- A combination of factors assisted EUR/USD to gain some follow-through traction on Monday.
- Optimism over a potential COVID-19 vaccine continued undermining the safe-haven greenback.
- The market reaction to an agreement on the EU recovery fund turned out to be ‘sell the fact’ play.
The shared currency started the week on a positive note and remained well supported by expectations of an agreement on the massive EU pandemic recovery fund. This comes amid fresh hopes of a potential COVID-19 vaccine, which drove flows away from the safe-haven US dollar. Oxford University said on Monday that early-stage human trials for its vaccine for the highly contagious disease – co-development with AstraZeneca – showed positive results. This, in turn, assisted the EUR/USD pair to gain some follow-through traction on Monday, marking its sixth day of a positive move in the previous seven.
The pair finally settled near the top end of its daily trading range and popped to the highest level since March 9 during the Asian session on Tuesday. The uptick was sponsored by reports that the European Union has reached a highly-anticipated deal on the €750 billion coronavirus recovery fund – aimed at aiding the region’s worst-hit economies. Given that the optimism has been flowing into the single currency over the past few weeks, the market reaction was pretty much a 'buy the rumour, sell the fact' play.
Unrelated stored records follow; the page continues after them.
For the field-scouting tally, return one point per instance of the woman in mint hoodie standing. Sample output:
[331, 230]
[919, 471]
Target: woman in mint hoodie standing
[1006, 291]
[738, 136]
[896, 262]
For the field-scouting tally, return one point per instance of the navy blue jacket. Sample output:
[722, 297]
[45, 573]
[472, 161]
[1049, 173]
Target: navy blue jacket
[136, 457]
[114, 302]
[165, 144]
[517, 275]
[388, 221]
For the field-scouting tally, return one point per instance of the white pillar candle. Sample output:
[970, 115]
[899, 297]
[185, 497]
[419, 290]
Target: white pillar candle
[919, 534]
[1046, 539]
The pair failed to capitalize on the early uptick, rather witnessed a modest pullback and was last seen trading below mid-1.1400s. As investors digest the latest developments, the USD price dynamics might not turn out to be an exclusive driver of the pair's momentum amid absent relevant market-moving economic releases, either from the Eurozone or the US.
Short-term technical outlook
From a technical perspective, the near-term bias still seems tilted in favour of bulls and any subsequent slide might still be seen as a buying opportunity near the 1.1400 mark. That said, a convincing breakthrough could drag the pair further towards the 1.1330 horizontal support en-route the 1.1300 mark. Some follow-through selling now seems to pave the way for further weakness towards the 1.1260 horizontal zone before the pair eventually drops to sub-1.1200 levels.
On the flip side, sustained move back above mid-1.1400s will set the stage for a move towards challenging YTD tops, just ahead of the key 1.1500 psychological mark. Above the mentioned level, bulls are likely to lift the pair further towards 2019 yearly swing highs, around the 1.1570 region.